In questo caso, non meno profonda è la nostra preoccupazione, per due motivi: innanzitutto i CpI della Calabria non sono attrezzati ancora a fronteggiare con celerità questo drammatico carico di lavoro, a cominciare dalle sedi non ancora sistemate, sovraffollate di personale e utenti perché carenti delle caretteristiche strutturali necessarie, almeno nei grossi centri di Cosenza e Reggio Calabria, con sistemi informatici non aggiornati alla normativa vigente e strumentazioni carenti; in secondo luogo perché conosciamo bene l’esigua offerta di lavoro in Calabria, in ragione della scarsa presenza di attività produttive, ma anche della debolezza delle politiche attive che, seppur rafforzate dalle recenti nuove assunzioni ancora in via di completamento, non hanno mai strutturato efficaci percorsi di formazione e riqualificazione delle persone che hanno necessità di rientrare nel mercato del lavoro.
Ignorare questo contesto di allarmanti vulnerabilità significa abbandonare alla disperazione migliaia di persone che comunque resteranno senza un minimo reddito per fronteggiare le necessità quotidiane e mettere in difficoltà le lavoratrici e i lavoratori che dovranno occuparsi di loro, un grave attacco alle persone più deboli che ancora una volta segna il profilo di questo Governo.

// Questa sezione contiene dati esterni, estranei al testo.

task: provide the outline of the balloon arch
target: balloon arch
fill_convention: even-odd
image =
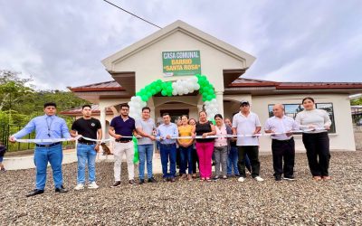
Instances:
[[[151,82],[130,99],[129,102],[129,116],[134,118],[140,118],[142,108],[146,107],[149,98],[158,92],[161,92],[162,96],[172,97],[192,93],[195,90],[199,90],[205,102],[205,109],[208,118],[214,118],[214,116],[218,112],[214,89],[206,76],[199,74],[186,80],[177,80],[176,81],[162,81],[161,80],[157,80]]]

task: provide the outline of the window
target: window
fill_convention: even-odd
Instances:
[[[285,108],[285,115],[295,118],[297,114],[304,109],[301,104],[283,104]],[[273,104],[268,105],[269,117],[272,117]],[[336,133],[336,124],[334,122],[334,112],[332,103],[316,103],[316,108],[324,109],[329,113],[329,118],[332,121],[329,133]]]

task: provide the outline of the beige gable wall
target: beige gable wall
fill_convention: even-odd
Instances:
[[[217,91],[224,91],[224,69],[245,67],[243,61],[227,55],[181,31],[176,31],[121,61],[115,62],[113,70],[115,71],[136,71],[136,90],[139,90],[159,79],[175,80],[187,78],[188,76],[164,76],[162,52],[171,51],[200,51],[201,71],[208,77]]]
[[[272,95],[253,96],[252,99],[252,110],[258,114],[262,125],[265,124],[269,117],[268,105],[298,104],[306,95]],[[313,94],[312,98],[317,103],[332,103],[334,119],[336,122],[336,134],[329,134],[330,149],[355,151],[355,138],[350,111],[350,104],[348,94]],[[305,150],[301,141],[301,136],[295,136],[296,149]],[[261,151],[271,152],[270,137],[261,137]]]

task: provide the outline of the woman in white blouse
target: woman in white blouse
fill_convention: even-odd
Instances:
[[[306,130],[302,140],[307,150],[310,173],[315,181],[330,180],[329,137],[327,130],[332,123],[327,111],[315,108],[312,98],[303,99],[302,104],[304,110],[297,114],[295,120],[300,125],[300,129]]]

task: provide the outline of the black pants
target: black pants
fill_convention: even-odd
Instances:
[[[245,153],[249,156],[252,165],[252,176],[255,177],[260,173],[259,146],[238,146],[238,170],[240,176],[246,177],[245,174]]]
[[[274,176],[291,177],[294,173],[295,144],[291,137],[290,140],[272,141],[272,166],[274,168]],[[283,166],[284,160],[284,166]]]
[[[304,133],[302,139],[307,149],[308,163],[311,174],[313,176],[328,176],[330,159],[328,133]]]

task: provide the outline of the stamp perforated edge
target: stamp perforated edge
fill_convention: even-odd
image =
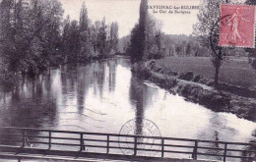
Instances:
[[[219,37],[219,46],[221,47],[235,47],[235,48],[250,48],[250,49],[254,49],[255,48],[255,27],[256,27],[256,24],[255,24],[255,21],[256,21],[256,5],[244,5],[244,4],[229,4],[229,3],[223,3],[222,5],[220,5],[220,11],[221,11],[221,18],[222,18],[222,7],[223,5],[229,5],[229,6],[253,6],[254,7],[254,22],[253,22],[253,37],[254,37],[254,40],[253,40],[253,47],[247,47],[247,46],[239,46],[239,45],[235,45],[235,46],[231,46],[231,45],[221,45],[220,44],[220,41],[221,41],[221,29],[220,29],[220,37]]]

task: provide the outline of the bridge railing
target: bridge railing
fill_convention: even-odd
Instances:
[[[256,143],[200,140],[176,137],[146,136],[117,134],[55,131],[28,128],[0,128],[0,148],[5,145],[20,148],[61,149],[103,154],[125,154],[132,156],[172,157],[186,155],[193,159],[218,157],[238,158],[253,161]],[[92,148],[92,149],[91,149]]]

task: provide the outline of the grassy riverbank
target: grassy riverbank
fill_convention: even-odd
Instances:
[[[134,64],[132,71],[138,78],[151,81],[172,93],[184,96],[189,101],[217,112],[230,112],[239,118],[256,121],[253,115],[256,112],[256,98],[217,90],[213,87],[211,80],[191,72],[179,74],[155,62]],[[236,87],[231,86],[231,88]],[[250,92],[251,95],[254,94],[254,91]]]
[[[208,57],[166,57],[156,60],[157,66],[171,69],[177,73],[193,72],[204,79],[213,80],[215,69]],[[220,70],[220,81],[256,89],[256,71],[247,57],[230,57]]]

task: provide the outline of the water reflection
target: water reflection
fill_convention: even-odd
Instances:
[[[149,119],[163,136],[255,140],[254,122],[213,112],[138,80],[132,77],[129,60],[123,58],[52,69],[25,80],[0,100],[1,126],[118,134],[131,119],[136,120],[138,135]]]

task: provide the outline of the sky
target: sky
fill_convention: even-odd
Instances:
[[[71,20],[79,20],[80,9],[84,0],[60,0],[65,10],[64,16]],[[100,21],[105,17],[106,23],[117,22],[119,37],[128,35],[138,23],[140,0],[85,0],[89,18]],[[200,0],[149,0],[149,6],[198,6]],[[153,14],[153,10],[149,10]],[[160,12],[160,10],[158,10]],[[168,10],[167,10],[168,11]],[[188,10],[186,10],[188,11]],[[162,23],[162,31],[166,34],[190,34],[197,22],[198,10],[190,10],[191,14],[153,14]]]

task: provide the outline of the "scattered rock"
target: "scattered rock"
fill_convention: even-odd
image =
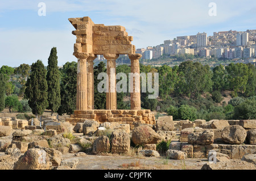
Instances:
[[[229,160],[216,163],[207,163],[201,170],[255,170],[253,163],[243,161]]]
[[[172,131],[174,128],[174,123],[172,116],[159,117],[156,121],[156,131]]]
[[[246,131],[240,125],[226,127],[221,134],[222,140],[230,144],[241,144],[246,137]]]
[[[142,150],[139,151],[139,153],[142,154],[144,157],[160,157],[160,154],[158,151],[151,150]]]
[[[14,163],[14,170],[48,170],[50,161],[46,151],[43,149],[28,149],[24,155]]]
[[[112,153],[127,153],[130,150],[130,136],[127,132],[114,131],[111,135]]]
[[[11,128],[9,126],[0,125],[0,137],[7,136],[11,133]]]
[[[97,138],[93,142],[93,153],[110,152],[110,143],[108,136],[102,136]]]
[[[187,153],[180,150],[168,150],[166,156],[168,159],[184,159],[187,158]]]
[[[150,127],[141,125],[133,130],[131,140],[135,145],[158,144],[162,137]]]

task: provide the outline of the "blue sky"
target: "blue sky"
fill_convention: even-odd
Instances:
[[[38,14],[40,2],[46,16]],[[208,12],[216,5],[217,16]],[[9,0],[0,1],[0,67],[45,65],[57,47],[59,65],[77,61],[69,18],[89,16],[96,24],[121,25],[136,48],[156,46],[178,36],[256,29],[256,1],[214,0]]]

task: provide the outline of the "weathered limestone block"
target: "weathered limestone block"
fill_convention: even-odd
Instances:
[[[32,148],[36,147],[36,146],[39,146],[42,148],[49,148],[49,145],[46,140],[34,141],[29,144],[28,148]]]
[[[52,148],[63,146],[69,147],[71,144],[69,139],[57,135],[49,138],[48,140],[49,146]]]
[[[29,142],[22,142],[22,141],[13,141],[11,144],[14,144],[16,145],[16,147],[20,150],[20,152],[24,153],[27,151],[28,149],[28,144]]]
[[[147,125],[141,125],[134,128],[131,140],[135,145],[158,144],[162,137]]]
[[[108,153],[110,151],[110,143],[109,137],[102,136],[97,138],[93,142],[93,153]]]
[[[203,158],[206,157],[206,146],[202,145],[194,145],[193,151],[195,158]]]
[[[10,144],[10,141],[0,140],[0,151],[5,151]]]
[[[69,145],[69,153],[78,153],[81,151],[82,147],[79,144],[71,144]]]
[[[188,136],[191,133],[194,132],[193,128],[185,128],[180,131],[180,141],[188,142]]]
[[[155,150],[142,150],[139,151],[139,154],[141,154],[144,157],[160,157],[159,153]]]
[[[29,130],[31,130],[33,131],[34,129],[36,129],[36,126],[25,126],[25,129],[29,129]]]
[[[10,155],[11,157],[19,158],[20,156],[21,153],[18,148],[9,148],[5,150],[5,154]]]
[[[162,140],[169,141],[176,136],[176,132],[170,131],[157,131],[156,133],[161,136]]]
[[[181,150],[181,142],[172,141],[169,145],[170,150]]]
[[[196,127],[196,124],[193,123],[184,123],[182,124],[182,129],[185,128],[195,128]]]
[[[193,145],[185,142],[181,143],[181,150],[187,153],[188,158],[193,158],[194,156],[193,150]]]
[[[245,154],[241,160],[256,165],[256,154]]]
[[[214,138],[213,142],[214,144],[222,144],[223,143],[221,134],[222,133],[223,129],[211,129],[214,133]]]
[[[199,127],[201,124],[206,123],[206,121],[203,119],[196,119],[194,122],[196,124],[196,127]]]
[[[187,153],[176,150],[168,150],[166,151],[166,156],[168,159],[184,159],[187,158]]]
[[[60,165],[58,166],[56,170],[75,170],[79,159],[77,158],[69,158],[61,161]]]
[[[256,145],[256,129],[248,131],[247,136],[250,145]]]
[[[224,129],[229,125],[229,123],[227,120],[214,120],[211,124],[213,129]]]
[[[144,145],[143,149],[144,150],[150,150],[156,151],[156,144],[145,144]]]
[[[76,123],[76,125],[75,126],[73,130],[74,132],[76,133],[82,133],[82,125],[84,123]]]
[[[48,129],[43,132],[42,133],[42,135],[49,136],[54,136],[57,135],[57,132],[55,129]]]
[[[127,133],[114,131],[111,138],[112,153],[126,153],[130,150],[130,140]]]
[[[161,116],[156,121],[156,131],[172,131],[174,129],[174,123],[172,116]]]
[[[84,122],[82,126],[82,132],[84,135],[92,135],[98,129],[100,126],[100,124],[98,121],[94,120],[86,120]]]
[[[60,165],[62,160],[61,152],[52,148],[44,148],[47,155],[49,157],[49,161],[52,162],[53,166],[56,166]]]
[[[240,120],[240,125],[245,129],[256,129],[256,120]]]
[[[253,163],[243,161],[229,160],[219,162],[216,164],[207,163],[201,170],[255,170]]]
[[[210,130],[192,133],[188,136],[188,142],[191,144],[210,145],[213,143],[214,136],[213,131]]]
[[[49,158],[46,151],[30,149],[14,163],[14,170],[48,170],[50,165]]]
[[[209,150],[209,152],[207,154],[207,159],[208,160],[214,161],[213,159],[212,159],[212,160],[209,159],[210,157],[211,157],[212,155],[214,155],[214,157],[216,157],[216,158],[217,162],[226,161],[230,159],[230,158],[228,155],[222,153],[217,152],[215,150]]]
[[[230,144],[241,144],[246,137],[246,131],[240,125],[226,127],[221,134],[222,140]]]
[[[0,126],[0,137],[10,135],[11,133],[11,128],[8,126]]]

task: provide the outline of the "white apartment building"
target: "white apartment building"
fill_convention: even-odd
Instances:
[[[196,35],[197,38],[197,46],[199,47],[205,47],[207,45],[207,33],[203,32],[200,33],[200,32]]]

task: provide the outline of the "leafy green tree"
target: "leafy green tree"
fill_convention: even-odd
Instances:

La Confederazione Generale Italiana del Lavoro e la sua Funzione Pubblica hanno chiesto al Governo di prorogare i termini almeno fino al momento in cui si siano create le condizioni di continuità per non lasciare indietro nessuno, alle istituzioni locali, Regione per i CpI, i Comuni e l’INPS chiediamo di attivare con urgenza tavoli di confronto per superare le criticità che si presenteranno.